Was BFD leistet (und was nicht)
BFD ist kein Routing-Protokoll und ersetzt kein Design. Es ist ein schneller Failure-Detector. BFD erkennt Link-/Path-Ausfälle und „triggert“ OSPF/IS-IS, damit die Nachbarschaft sofort als down gilt.
- Leistet: schnelle Neighbor-Failure-Erkennung (Sub-Second)
- Leistet nicht: Pfad-Engineering, Loop-Vermeidung oder Policy
- Wichtig: BFD beschleunigt Erkennung, nicht SPF/LSA-Design
Wann BFD sinnvoll ist
BFD ist besonders wertvoll auf Punkt-zu-Punkt Links im Core/WAN, bei denen schnelle Konvergenz SLA-relevant ist (Voice/Video, kritische Services). Im Access ist BFD oft weniger nötig und kann unnötige Komplexität bringen.
- Core/WAN-Backbone Links (PtP): sehr sinnvoll
- Transit zu Provider/Peering: häufig sinnvoll
- Access/Edge mit vielen Interfaces: selektiv, um CPU/State zu begrenzen
BFD Timer verstehen: Intervall, Multiplier, Detection Time
Die zwei wichtigsten Parameter sind Sendeintervall und Multiplier. Die resultierende Detection Time ist näherungsweise Intervall × Multiplier. In der Praxis startest du konservativ und gehst nur so aggressiv, wie Stabilität und Plattform es zulassen.
Detection Time (Denkmodell)
Praxiswerte als Startpunkt
- Core PtP: 50 ms / Multiplier 3 (≈ 150 ms) – nur wenn stabil
- WAN/Provider: 100–300 ms / Multiplier 3 (≈ 300–900 ms)
- Branch/Edge: 300–1000 ms / Multiplier 3 (≈ 0,9–3 s)
Pre-Checks: Bevor du BFD aktivierst
Sub-Second Failover bringt nur etwas, wenn der Link selbst stabil ist. Prüfe daher Errors/Drops, CPU und Neighbor-Stabilität.

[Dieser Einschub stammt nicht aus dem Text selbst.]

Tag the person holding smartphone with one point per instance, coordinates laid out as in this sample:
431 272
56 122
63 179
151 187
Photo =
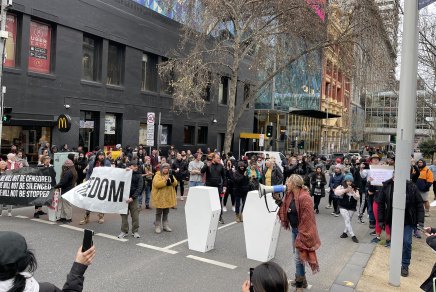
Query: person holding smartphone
18 263
267 276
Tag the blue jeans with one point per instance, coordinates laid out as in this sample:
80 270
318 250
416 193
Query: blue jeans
299 266
407 245
370 200
147 196
196 184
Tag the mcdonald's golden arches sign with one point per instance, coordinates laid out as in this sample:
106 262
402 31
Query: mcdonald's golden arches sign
64 123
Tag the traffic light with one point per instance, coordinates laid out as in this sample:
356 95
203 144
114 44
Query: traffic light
6 118
269 130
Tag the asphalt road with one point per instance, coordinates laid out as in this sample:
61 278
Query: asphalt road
125 266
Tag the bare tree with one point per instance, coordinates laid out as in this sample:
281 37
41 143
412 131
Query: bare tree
258 39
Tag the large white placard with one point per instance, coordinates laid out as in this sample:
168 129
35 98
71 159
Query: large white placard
380 174
106 191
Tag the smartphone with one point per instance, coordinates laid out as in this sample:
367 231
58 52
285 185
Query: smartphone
87 239
251 282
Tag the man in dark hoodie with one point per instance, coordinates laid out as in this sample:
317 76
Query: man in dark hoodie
216 177
413 215
135 189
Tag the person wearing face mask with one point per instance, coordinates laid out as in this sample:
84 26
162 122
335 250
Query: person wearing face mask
163 196
348 195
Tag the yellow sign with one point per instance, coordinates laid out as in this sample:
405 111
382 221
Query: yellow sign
64 123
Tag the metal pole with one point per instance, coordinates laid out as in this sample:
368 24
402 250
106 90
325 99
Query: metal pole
3 35
405 133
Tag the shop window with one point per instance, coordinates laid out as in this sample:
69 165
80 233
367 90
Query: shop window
115 64
91 58
189 135
27 138
89 130
11 41
223 93
149 72
112 129
202 135
40 40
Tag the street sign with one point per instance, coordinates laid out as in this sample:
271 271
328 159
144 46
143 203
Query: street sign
150 118
261 140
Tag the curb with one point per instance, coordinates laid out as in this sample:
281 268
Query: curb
350 275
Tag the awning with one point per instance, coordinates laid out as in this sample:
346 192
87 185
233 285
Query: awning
313 114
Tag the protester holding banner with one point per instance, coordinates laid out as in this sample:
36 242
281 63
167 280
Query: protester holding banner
3 166
17 264
163 196
136 187
68 182
45 160
99 160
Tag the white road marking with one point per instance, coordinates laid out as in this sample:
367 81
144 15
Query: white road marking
226 225
112 237
216 263
72 227
157 248
44 221
176 244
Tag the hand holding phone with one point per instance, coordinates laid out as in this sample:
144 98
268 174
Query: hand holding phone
87 239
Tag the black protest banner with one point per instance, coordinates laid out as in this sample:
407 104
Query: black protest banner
26 186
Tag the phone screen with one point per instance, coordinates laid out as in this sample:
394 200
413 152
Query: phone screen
87 239
251 282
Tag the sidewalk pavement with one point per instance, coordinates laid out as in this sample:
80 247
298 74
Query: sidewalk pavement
368 268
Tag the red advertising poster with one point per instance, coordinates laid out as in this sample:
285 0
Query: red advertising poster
11 28
40 41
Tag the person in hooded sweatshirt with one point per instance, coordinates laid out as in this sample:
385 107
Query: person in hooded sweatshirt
17 264
240 188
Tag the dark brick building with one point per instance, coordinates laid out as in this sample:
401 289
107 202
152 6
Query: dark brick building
96 62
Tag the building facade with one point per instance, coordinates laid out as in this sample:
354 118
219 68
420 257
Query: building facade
96 61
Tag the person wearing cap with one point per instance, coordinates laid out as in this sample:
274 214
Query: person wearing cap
335 180
99 160
18 263
163 196
413 216
136 186
68 182
348 195
194 169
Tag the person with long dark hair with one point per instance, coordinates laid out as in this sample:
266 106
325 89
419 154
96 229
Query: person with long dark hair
348 195
267 277
317 182
17 263
68 182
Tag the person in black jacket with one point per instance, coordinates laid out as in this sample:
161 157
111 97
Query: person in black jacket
413 215
240 188
216 177
180 170
136 187
68 182
17 263
318 182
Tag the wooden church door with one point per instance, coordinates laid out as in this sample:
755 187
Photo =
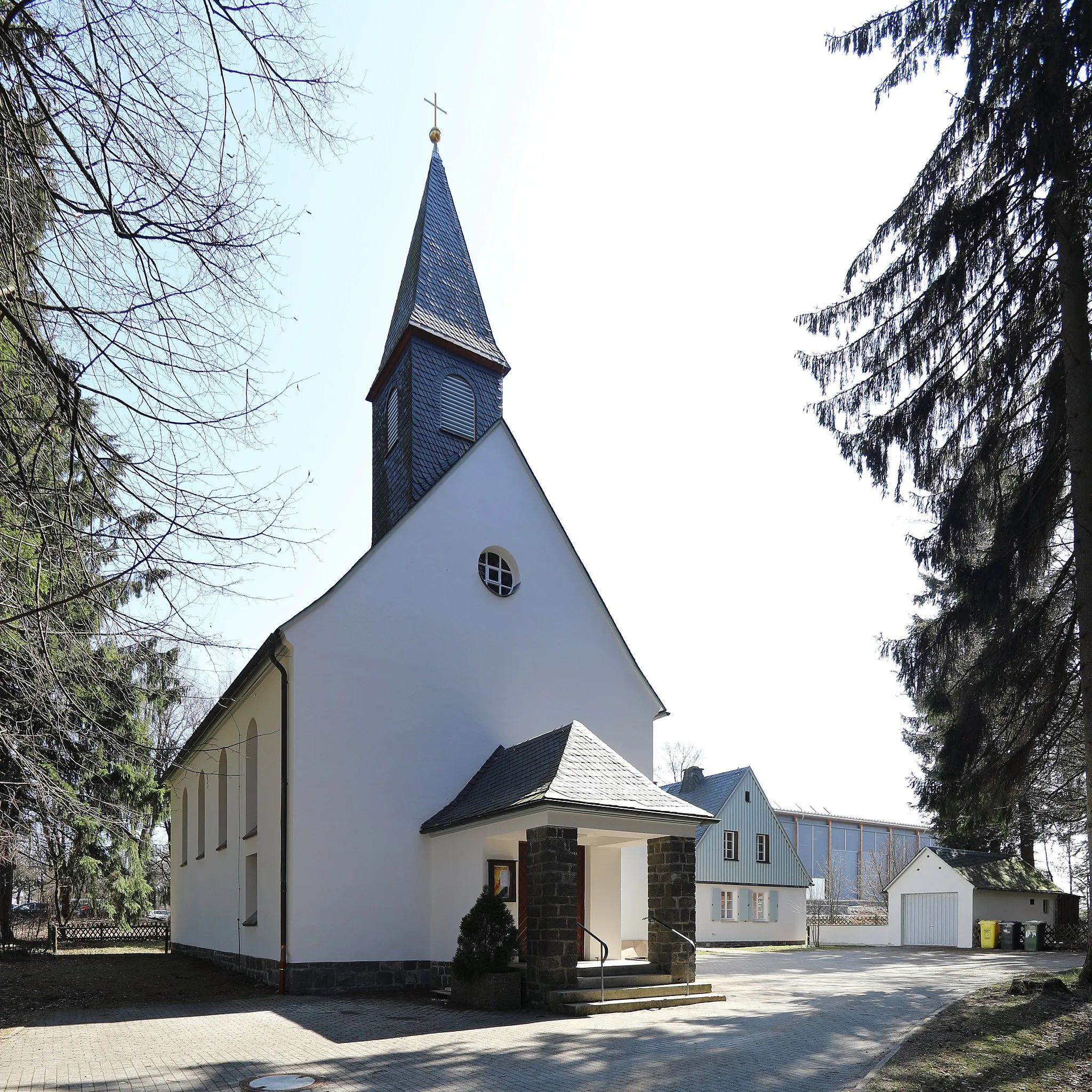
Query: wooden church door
521 900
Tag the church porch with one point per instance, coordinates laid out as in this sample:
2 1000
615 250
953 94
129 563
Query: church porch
582 847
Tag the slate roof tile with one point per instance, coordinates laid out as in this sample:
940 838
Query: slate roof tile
711 793
571 766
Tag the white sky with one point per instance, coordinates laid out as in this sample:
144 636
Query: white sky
650 195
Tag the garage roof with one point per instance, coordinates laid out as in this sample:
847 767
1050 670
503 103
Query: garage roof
995 872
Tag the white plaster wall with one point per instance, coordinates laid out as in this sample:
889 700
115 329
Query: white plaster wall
603 899
791 924
635 892
410 673
459 872
207 895
927 874
868 935
1014 906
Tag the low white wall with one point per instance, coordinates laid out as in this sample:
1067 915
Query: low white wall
869 935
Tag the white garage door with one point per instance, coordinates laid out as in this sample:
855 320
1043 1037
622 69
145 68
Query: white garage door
930 919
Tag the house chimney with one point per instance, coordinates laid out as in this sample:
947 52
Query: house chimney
693 777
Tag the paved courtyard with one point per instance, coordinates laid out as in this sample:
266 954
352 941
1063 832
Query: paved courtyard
823 1018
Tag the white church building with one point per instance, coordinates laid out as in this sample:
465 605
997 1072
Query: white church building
458 710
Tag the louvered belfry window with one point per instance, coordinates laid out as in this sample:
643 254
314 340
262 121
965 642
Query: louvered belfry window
457 402
392 420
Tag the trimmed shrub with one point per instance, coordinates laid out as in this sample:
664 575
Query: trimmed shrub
487 938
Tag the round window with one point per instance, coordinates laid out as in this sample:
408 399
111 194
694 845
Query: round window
498 572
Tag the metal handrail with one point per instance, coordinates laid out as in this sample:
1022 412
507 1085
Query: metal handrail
652 918
604 951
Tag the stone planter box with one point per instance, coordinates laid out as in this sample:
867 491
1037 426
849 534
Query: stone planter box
488 992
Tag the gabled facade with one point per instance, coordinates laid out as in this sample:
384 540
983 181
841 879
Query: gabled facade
752 885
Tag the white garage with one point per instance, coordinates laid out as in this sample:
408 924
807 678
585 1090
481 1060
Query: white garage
936 899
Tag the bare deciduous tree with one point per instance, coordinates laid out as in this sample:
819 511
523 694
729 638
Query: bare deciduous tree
137 243
676 757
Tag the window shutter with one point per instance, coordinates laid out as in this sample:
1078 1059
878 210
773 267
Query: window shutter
457 403
745 900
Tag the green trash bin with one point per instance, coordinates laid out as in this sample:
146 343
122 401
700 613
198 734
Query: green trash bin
1034 936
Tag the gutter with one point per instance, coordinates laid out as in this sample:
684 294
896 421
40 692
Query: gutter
284 810
704 820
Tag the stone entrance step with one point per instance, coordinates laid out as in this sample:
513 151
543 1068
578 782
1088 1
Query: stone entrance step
633 999
628 993
613 981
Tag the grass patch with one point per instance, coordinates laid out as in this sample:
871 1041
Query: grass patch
31 985
996 1041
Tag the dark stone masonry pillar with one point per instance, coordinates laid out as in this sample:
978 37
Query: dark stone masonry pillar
552 911
672 899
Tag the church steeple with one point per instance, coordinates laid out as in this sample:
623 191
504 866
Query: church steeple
439 382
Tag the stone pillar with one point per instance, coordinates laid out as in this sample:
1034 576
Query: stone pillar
672 899
552 911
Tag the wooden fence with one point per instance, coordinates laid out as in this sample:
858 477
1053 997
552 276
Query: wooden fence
36 932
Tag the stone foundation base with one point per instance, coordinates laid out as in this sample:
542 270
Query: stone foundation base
254 967
439 975
334 977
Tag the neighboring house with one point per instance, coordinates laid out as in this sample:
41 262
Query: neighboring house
862 854
751 882
411 735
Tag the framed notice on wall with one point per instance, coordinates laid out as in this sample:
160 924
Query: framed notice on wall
503 879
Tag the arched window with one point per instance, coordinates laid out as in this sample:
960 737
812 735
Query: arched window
184 842
252 779
392 420
458 408
222 802
200 815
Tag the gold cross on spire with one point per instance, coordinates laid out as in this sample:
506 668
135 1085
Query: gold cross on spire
434 133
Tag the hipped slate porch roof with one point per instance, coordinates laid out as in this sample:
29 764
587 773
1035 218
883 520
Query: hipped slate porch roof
569 767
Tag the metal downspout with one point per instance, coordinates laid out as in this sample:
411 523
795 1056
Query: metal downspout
284 815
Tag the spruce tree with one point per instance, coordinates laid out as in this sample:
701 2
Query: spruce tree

BFD auf einem flappenden Link macht alles nur schneller kaputt.
show interfaces | include CRC|drops|error
show ip ospf neighbor
show isis neighbors
show processes cpu sorted
BFD global und am Interface: Baseline-Konfiguration
Die genaue Syntax ist plattform- und IOS-XE-Version-abhängig, aber das Muster bleibt: BFD aktivieren, Timer definieren, dann auf den relevanten Interfaces/Protokollen einschalten.
BFD Interval/Multiplier am Interface setzen
interface gigabitEthernet0/0
bfd interval 300 min_rx 300 multiplier 3
BFD Status prüfen
show bfd neighbors
show bfd neighbors details
BFD mit OSPF: Aktivierung und Best Practices
OSPF kann BFD nutzen, um die Neighbor-Dead-Erkennung zu beschleunigen. Du aktivierst BFD entweder global im OSPF-Prozess oder pro Interface. In Enterprise-Designs ist pro Interface oft klarer und kontrollierter.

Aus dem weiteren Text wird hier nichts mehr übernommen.